STUDY DESIGN: Systematic review and meta-analysis.
METHODS: We searched PubMed, EMBASE, CINAHL, African Journals OnLine, Web of Science and Scopus electronic databases from January 2000 to 2019. All observational studies published in the English language that reported cervical cancer uptake and/or predictors in Sub-Saharan Africa were initially screened. We assessed methodological quality using the Newcastle-Ottawa Scale. An inverse variance-weighted random-effects model meta-analysis was performed to estimate the pooled uptake and odds ratio (OR) of predictors with a 95% confidence interval (CI). The I2 test statistic was used to check between-study heterogeneity, and the Egger's regression statistical test was used to check publication bias.

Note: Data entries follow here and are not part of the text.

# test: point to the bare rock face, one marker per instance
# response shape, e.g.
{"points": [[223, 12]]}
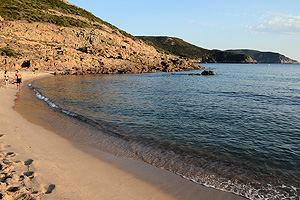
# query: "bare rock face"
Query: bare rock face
{"points": [[42, 46]]}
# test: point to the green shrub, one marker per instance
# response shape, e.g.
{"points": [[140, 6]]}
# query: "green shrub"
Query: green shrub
{"points": [[6, 51]]}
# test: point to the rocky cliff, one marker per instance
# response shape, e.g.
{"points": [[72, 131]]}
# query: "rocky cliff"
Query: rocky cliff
{"points": [[91, 46]]}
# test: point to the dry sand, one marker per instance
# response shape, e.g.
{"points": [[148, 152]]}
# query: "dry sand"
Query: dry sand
{"points": [[36, 163]]}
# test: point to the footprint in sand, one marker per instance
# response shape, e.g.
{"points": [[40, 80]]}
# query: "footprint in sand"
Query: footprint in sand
{"points": [[50, 189], [28, 162], [29, 174], [10, 154]]}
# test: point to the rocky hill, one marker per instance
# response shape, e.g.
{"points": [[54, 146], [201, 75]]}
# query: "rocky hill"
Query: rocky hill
{"points": [[58, 36], [176, 46], [265, 57]]}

RESULTS: We initially screened 3537 citations and subsequently 29 studies were selected for this review, which included a total of 36,374 women. The uptake of cervical cancer screening in Sub-Saharan Africa was 12.87% (95% CI: 10.20, 15.54; I2 = 98.5%). A meta-analysis of seven studies showed that knowledge about cervical cancer increased screening uptake by nearly five times (OR: 4.81; 95% CI: 3.06, 7.54). Other predictors of cervical screening uptake include educational level, age, Human Immune deficiency Virus (HIV) status, contraceptive use, perceived susceptibility and awareness about screening locations.
CONCLUSIONS: Cervical screening uptake is low in Sub-Saharan Africa as a result of several factors. Health outreach and promotion programmes to target these identified predictors are required.